An overwhelming majority of Americans believe Congress is inept, broken and hopelessly addicted to maintaining power while acting far too much like drunken sophomores on Twitter. And most people believe Capitol Hill can’t get the most basic things done even when there’s bipartisan agreement. Hence its 16 percent approval rating.
For those who live in a sane world wallpapered in logic, this proposal makes perfect sense. Why? Because currently lawmakers can pass legislation that creates favorable conditions for certain companies or industries, and if a lawmaker knows that this legislation will pass, he or she could profit off it.
Banning stocks from being traded on Capitol Hill is something that brings together even the likes of Rep. Alexandria Ocasio Cortez (D-N.Y.) and Sen. Josh Hawley (R-Mo.), who couldn’t agree on what time it is even while staring at the same clock.
“We have to be able to assure the American people that they don’t have to worry about if they’re competing with their member of Congress’s stock portfolio in order to be heard,” Ocasio-Cortez said recently. “It’s a pretty simple concept.”
Now more eyes are turning to Paul Pelosi, the House speaker’s husband. From a trading perspective, he’s like the real-life version of Gordon Gekko from the 1987 Oliver Stone classic “Wall Street.” His portfolio has substantially outperformed the S&P 500. In 2020 alone, a year when the stock market was as turbulent as in any year in recent memory thanks to COVID-19 shutdowns, Paul outperformed the S&P 500 by 14.3 percent, according to Hawley’s office. And per a New York Post analysis, the Pelosis have made approximately $30 million from trades involving Big Tech companies the House speaker is responsible for regulating.
In fact, Paul is so good that there’s an app that allows the public to follow his stock trades. And for good reason: The Pelosi’s reported net worth is more than $114 million, according to OpenSecrets.org. Per a Business Insider report, “a vast majority of the couple’s wealth is derived from stocks, options, and investments made by Paul Pelosi.”
In March 2021, Paul Pelosi exercised options to purchase 25,000 Microsoft shares worth more than $5 million.
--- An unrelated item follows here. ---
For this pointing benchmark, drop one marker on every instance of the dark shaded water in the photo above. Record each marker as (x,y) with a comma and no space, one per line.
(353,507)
Less than two weeks later, the U.S. Army disclosed a $21.9 billion deal to buy augmented reality headsets from Microsoft. Shares of the company rose sharply after the deal was announced.
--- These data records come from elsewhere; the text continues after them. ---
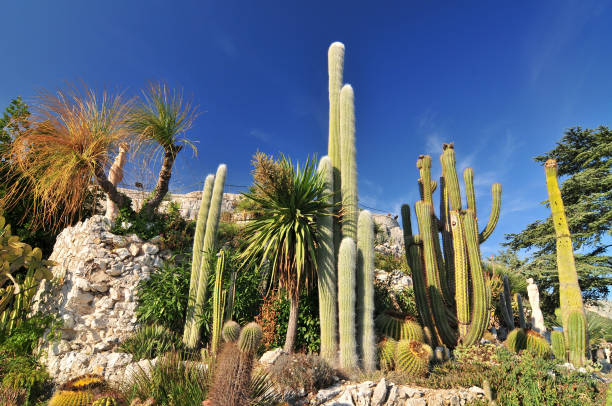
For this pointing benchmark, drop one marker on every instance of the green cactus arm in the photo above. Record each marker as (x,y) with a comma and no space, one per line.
(335,60)
(449,172)
(506,304)
(468,178)
(365,291)
(494,216)
(198,241)
(480,310)
(218,306)
(569,289)
(326,274)
(347,163)
(208,248)
(347,258)
(434,289)
(413,258)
For his latest purchase in June, Paul Pelosi bought up to $5 million in stock options (equal to 20,000 shares) of Nvidia, a leading semiconductor company. The purchase, first reported by The Daily Caller, comes as Congress is set to vote on legislation later this month that would result in $52 billion in subsidies allocated to elevate the chip-production industry as it faces increased competition from China.
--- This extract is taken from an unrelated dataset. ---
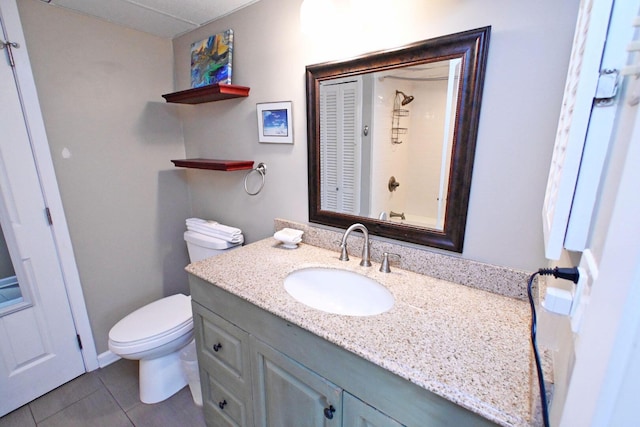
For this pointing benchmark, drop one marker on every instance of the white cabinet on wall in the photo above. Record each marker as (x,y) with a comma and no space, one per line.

So how does the House speaker explain such a huge buy by her husband so perfectly timed ahead of this vote?
“These transactions are marked ‘SP’ for Spouse. The Speaker has no prior knowledge or subsequent involvement in any transactions,” her spokesperson explained recently.
But if Paul Pelosi makes money in the stock market, wouldn’t his spouse also benefit? The explanation inspires little confidence, but at least these trades are inspiring the House and Senate to act to try to prevent it from happening again. A vote is expected as early as Tuesday on the bipartisan $52 billion bill to boost U.S. semiconductor manufacturing while providing tax credits for production.
Meanwhile, Paul Pelosi continues to have the magic touch. On June 17, he exercised 200 call options on Nvidia. The stock closed at $158.80 that day. On Friday, July 22, it closed at 173.19.
In the end, members of Congress have access to a lot of sensitive information that can help make them seriously richer.
“The most valuable commodity I know is information,” Gordon Gekko, played by Michael Douglas, once declared.
Information on laws coming down the pike is what members of Congress certainly have. The questions around whether Paul and Nancy Pelosi are profiting are only going to get louder if Congress fails to act.
Joe Concha is a media and politics columnist.